The perftools.rb gem is of course on GitHub: here. Because I needed to profile a rake task rather than part of our Rails app, I couldn’t use the rack-perftools_profiler, so I had to do it a bit more manually. First thing of course was to add the gem to the Gemfile:
gem "perftools.rb", "~> 2.0.0"
After a bundle install, I was good to go there. Next I had to put the profiling around the block of code I wanted to investigate:
require 'perftools' # At the top of the class PerfTools::CpuProfiler.start("/tmp/my_method_profile") my_method_call() PerfTools::CpuProfiler.stop
It’s pretty easy. I ran my code, and then I had the file /tmp/my_method_profile. But what to do with this binary file? Well, the simplest option is to run pprof.rb on it:
pprof.rb --text /tmp/my_method_profile
That will output a bunch of information, basically a list of the “samples” the profiler took in descending order of percentage of samples in the function — that is, the first entry is the one which was “seen” the most by the profiler. I recommend taking a look at the pprof documentation here.
That textual information is surely useful, but I hoped for more. Using callgrind output seemed very interesting, but I couldn’t use kcachegrind on my Mac. Thanks to this gist I was able to get qcachegrind, a Qt version, running. It’s not quite 100% happy with OS X 10.7 but it works. You’ll need Xcode installed, then follow the directions in that gist. I installed the latest “libs only” version of Qt, 4.8.0. Installing Graphviz was straightforward; you can follow the instructions in the gist or use Homebrew as well. I was then able to do the svn checkout of qcachegrind and build it. Note that the patch gist mentioned to let it open any file is no longer necessary — since that was written, a change to qcachegrind was made to allow it to open any file. Go ahead and do the qmake and make, and you should be good to go.
Okay, so now I could process the profile into callgrind format, and view it:
pprof.rb --callgrind /tmp/my_method_profile > /tmp/my_method_profile.grind open qcachegrind.app
Using qcachegrind I opened the /tmp/my_method_profile.grind file, and there it was! I could view the call graphs, and get some nice views of what was going on in the code.

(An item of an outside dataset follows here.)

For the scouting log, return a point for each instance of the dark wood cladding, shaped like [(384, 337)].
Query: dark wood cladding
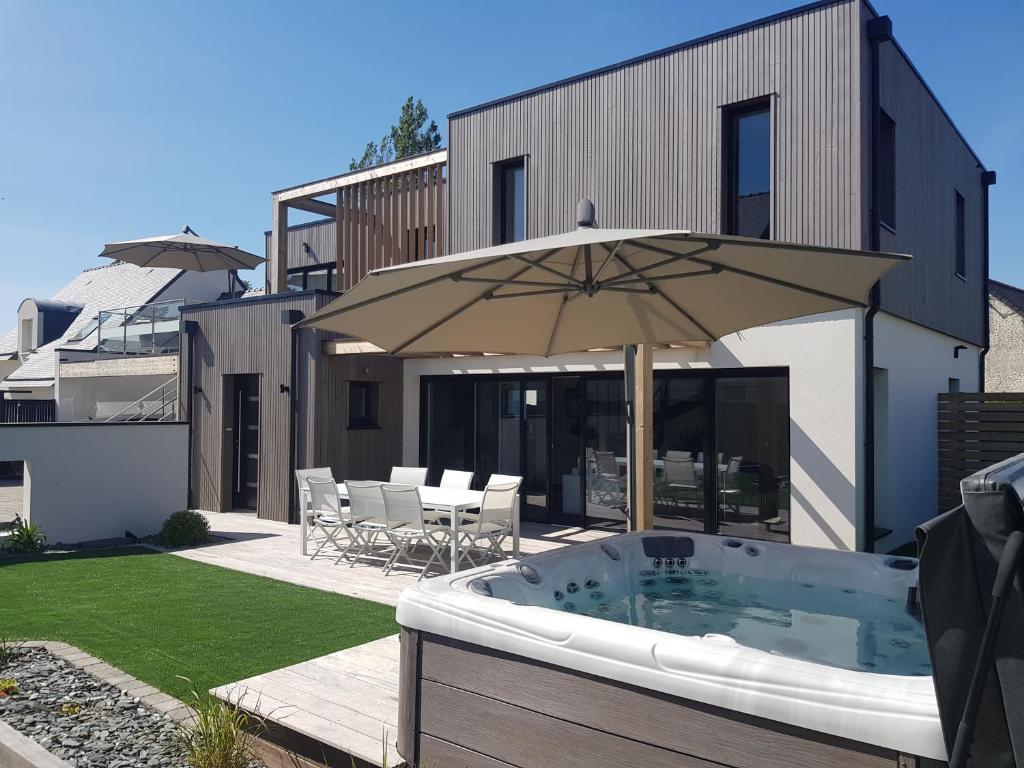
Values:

If all you want is a straight-forward call graph, though, you can also (once you have Graphviz installed) generate a call graph GIF image with “pprof.rb –gif /tmp/my_method_profile > /tmp/my_method_profile.gif”. Open that GIF and you’ll have a very useful view of what was happening in the block of code you’re profiling.
I hope this quick summary is helpful — it’s not always easy to figure out precisely what’s happening your code, and perftools.rb can help out a great deal.